L’11 dicembre scorso, i 12 membri della giuria della “County Court” dello stato di Victoria, in Australia, si erano pronunciati con voto unanime sulla colpevolezza del cardinale George Pell, uno dei più stretti collaboratori di Papa Francesco, consigliere finanziario e ministro dell’economia vaticana. Il cardinale, 77 anni, è accusato di aver molestato due adolescenti che nel 1996 facevano parte del coro della Cattedrale di Saint Patrick, a Melbourne. Qualche tempo dopo, uno dei due ragazzi era stato aggredito in modo “indecente” nei corridoi della Cattedrale.
L’esito del verdetto è stato svelato solo in queste ore in base alla legge australiana, che prevede il veto assoluto di divulgazione della notizia fino all’inizio dell’udienza che stabilirà la condanna definitiva, prevista a breve.
George Pell si è sempre dichiarato innocente, e il suo avvocato ha annunciato l’intenzione di ricorrere in appello, ma per il porporato sarà inevitabile all’allontanamento da Roma, dove dallo scorso dicembre si era volontariamente dimesso dal C9, il Consiglio dei Cardinali istituito da Papa Francesco per la revisione della curia romana.
Il processo, iniziato nel 2017, è qualcosa di epocale: si tratta della più alta carica ecclesiastica mai giudicata da un tribunale. Rischia fino a 50 anni di carcere. Fra i tanti testimoni anche Peter Saunders, giovane vittima di abusi che aveva però deciso polemicamente di fare un passo indietro per protestare contro le reticenze vaticane a incriminare il cardinale. Solo uno dei due chierichetti vittime di George Pell, la cui identità è stata tenuta segreta, ha potuto testimoniare al processo: l’altro è morto per overdose nel 2014.
Secondo una recente indagine, oltre 4000 australiani hanno dichiarato di aver subito abusi fra il 1980 ed il 2015 all’interno di più di 1.000 istituzioni cattoliche.
Per volontà di Papa Francesco, dal 21 al 24 febbraio, in Vaticano si è svolto un incontro con presidenti delle conferenze episcopali di tutto il mondo incentrato sugli abusi sessuali compiuti da sacerdoti su bambini e adolescenti. Il Pontefice ha avuto parole molto dure contro il fenomeno, anche se al momento non è stata annunciata ancora nessuna misura concreta.

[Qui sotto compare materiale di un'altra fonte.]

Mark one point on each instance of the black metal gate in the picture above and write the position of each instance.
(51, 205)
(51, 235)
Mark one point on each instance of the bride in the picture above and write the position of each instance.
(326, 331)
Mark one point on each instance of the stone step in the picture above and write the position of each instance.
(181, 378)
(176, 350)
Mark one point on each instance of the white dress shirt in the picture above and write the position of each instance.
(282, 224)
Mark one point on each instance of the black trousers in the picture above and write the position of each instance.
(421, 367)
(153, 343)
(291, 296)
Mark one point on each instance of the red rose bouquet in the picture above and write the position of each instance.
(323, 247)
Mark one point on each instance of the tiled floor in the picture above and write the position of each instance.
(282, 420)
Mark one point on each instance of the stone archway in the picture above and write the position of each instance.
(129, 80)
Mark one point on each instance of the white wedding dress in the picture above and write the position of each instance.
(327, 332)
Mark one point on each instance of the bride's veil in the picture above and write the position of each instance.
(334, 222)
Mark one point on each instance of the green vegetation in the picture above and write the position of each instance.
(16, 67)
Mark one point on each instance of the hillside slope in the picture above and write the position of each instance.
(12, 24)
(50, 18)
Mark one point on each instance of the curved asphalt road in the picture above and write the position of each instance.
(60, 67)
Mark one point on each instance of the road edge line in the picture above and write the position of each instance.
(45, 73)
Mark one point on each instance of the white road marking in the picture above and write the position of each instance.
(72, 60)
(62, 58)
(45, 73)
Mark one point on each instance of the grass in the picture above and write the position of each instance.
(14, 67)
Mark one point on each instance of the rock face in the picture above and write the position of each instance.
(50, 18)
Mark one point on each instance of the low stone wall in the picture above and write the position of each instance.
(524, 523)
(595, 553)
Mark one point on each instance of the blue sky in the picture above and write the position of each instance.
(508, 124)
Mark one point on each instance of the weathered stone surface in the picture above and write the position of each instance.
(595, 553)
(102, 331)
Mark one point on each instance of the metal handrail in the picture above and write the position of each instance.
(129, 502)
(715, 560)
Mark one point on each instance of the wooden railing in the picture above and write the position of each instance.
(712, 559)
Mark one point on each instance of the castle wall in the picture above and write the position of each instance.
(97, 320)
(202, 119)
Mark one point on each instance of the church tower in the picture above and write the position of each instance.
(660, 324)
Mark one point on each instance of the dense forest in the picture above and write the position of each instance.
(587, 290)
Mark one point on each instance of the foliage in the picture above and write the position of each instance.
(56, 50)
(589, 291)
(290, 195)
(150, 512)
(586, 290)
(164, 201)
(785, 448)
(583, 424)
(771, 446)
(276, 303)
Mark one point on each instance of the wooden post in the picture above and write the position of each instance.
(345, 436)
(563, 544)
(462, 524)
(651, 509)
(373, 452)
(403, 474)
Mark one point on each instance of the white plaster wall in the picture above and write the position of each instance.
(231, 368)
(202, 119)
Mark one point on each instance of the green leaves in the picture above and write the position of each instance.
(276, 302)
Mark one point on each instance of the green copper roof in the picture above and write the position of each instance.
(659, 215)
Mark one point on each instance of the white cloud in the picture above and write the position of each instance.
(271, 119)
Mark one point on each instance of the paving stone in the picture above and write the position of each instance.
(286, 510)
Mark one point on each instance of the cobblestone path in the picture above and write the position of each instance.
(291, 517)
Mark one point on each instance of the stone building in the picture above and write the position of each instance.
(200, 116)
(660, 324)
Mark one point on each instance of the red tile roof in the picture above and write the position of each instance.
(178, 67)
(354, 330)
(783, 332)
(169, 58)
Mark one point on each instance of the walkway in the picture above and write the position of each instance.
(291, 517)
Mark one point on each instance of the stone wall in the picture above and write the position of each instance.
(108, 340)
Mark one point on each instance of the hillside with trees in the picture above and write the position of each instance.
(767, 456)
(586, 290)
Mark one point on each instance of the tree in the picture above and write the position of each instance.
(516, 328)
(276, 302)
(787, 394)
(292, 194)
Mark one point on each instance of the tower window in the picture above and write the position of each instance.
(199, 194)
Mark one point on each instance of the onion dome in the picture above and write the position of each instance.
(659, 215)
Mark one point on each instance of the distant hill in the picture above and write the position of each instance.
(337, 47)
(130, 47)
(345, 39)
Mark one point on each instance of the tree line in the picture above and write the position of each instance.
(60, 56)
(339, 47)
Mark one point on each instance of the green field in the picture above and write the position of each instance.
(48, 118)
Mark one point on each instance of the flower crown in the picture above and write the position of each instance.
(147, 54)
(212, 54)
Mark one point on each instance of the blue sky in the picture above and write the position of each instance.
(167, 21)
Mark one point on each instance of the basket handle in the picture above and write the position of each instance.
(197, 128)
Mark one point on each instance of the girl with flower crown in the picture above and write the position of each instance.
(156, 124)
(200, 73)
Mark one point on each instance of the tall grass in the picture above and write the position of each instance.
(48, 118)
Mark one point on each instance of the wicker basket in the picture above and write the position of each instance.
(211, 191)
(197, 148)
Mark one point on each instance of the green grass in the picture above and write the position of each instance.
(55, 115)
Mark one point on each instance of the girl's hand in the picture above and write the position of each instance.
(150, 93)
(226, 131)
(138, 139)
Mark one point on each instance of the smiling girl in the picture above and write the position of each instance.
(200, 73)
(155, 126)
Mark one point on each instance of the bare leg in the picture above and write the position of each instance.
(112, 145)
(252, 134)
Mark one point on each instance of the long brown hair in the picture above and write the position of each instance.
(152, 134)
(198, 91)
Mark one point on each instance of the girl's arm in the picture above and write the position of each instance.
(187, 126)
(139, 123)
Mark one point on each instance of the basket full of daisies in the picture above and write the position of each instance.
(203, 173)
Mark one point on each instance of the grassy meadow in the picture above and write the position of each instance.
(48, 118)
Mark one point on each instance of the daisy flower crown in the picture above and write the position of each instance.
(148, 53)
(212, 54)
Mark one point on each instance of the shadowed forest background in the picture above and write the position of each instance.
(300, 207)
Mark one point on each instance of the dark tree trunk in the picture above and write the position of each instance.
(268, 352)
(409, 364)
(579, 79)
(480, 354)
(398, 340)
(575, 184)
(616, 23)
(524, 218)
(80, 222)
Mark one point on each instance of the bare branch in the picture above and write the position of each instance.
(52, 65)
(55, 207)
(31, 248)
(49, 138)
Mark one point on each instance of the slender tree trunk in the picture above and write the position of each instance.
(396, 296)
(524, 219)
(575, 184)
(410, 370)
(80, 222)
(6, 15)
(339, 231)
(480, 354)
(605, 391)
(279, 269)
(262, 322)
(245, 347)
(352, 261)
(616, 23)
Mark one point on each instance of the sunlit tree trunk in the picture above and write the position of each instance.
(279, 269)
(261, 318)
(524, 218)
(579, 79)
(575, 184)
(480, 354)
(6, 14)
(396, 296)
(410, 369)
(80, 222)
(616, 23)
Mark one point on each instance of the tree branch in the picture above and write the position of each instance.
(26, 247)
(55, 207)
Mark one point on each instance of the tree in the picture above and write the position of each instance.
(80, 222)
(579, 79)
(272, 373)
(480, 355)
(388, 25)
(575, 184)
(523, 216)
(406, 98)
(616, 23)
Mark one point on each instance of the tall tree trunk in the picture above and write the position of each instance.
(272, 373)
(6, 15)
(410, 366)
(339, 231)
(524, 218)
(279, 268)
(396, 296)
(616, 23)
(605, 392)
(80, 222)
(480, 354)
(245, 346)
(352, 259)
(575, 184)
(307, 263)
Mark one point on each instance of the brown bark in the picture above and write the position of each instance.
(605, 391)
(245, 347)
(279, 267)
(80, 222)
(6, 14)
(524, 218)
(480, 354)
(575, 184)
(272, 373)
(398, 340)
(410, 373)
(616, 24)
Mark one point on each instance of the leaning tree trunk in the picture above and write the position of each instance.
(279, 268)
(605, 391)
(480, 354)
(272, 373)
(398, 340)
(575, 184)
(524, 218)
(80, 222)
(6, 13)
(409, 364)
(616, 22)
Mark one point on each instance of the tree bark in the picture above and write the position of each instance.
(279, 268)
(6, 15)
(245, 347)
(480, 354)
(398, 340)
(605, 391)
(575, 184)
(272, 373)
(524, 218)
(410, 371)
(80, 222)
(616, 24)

George Pell, classe 1941, nasce a Ballarat, nello stato del Victoria. Nel 1960 inizia gli studi sacerdotali al “Corpus Christi College” e tre anni dopo è chiamato a Roma, presso la “Pontificia Università Urbaniana”. Ordinato sacerdote il 16 dicembre 1966, si laurea in teologia e prosegue gli studi all’Università di Oxford, specializzandosi in Storia della Chiesa.
Nel 1971, al ritorno in Australia, assume diversi incarichi nella propria diocesi: il 30 marzo del 1987 è eletto vescovo di Melbourne e dieci anni dopo Papa Giovanni Paolo II lo nomina arcivescovo con pallio di metropolita. Nel 2003, Papa Wojtyla lo innalza alla dignità cardinalizia.
Durante il pontificato di Joseph Ratzinger viene proposto dal segretario di Stato Tarcisio Bertone alla direzione della congregazione dei vescovi, ma sul nome di Pell iniziano ad addensarsi nuvole scure per come ha gestito in patria alcuni casi di pedofilia. Il suo nome è finito al centro di un’indagine della Commissione nazionale d’inchiesta australiana in cui è accusato di aver omesso di collaborare con le forze dell’ordine insabbiando diversi casi di pedofilia avvenuti nell’arcidiocesi di Melbourne anche attraverso somme risarcitorie esigue, per scoraggiare le cause giudiziarie.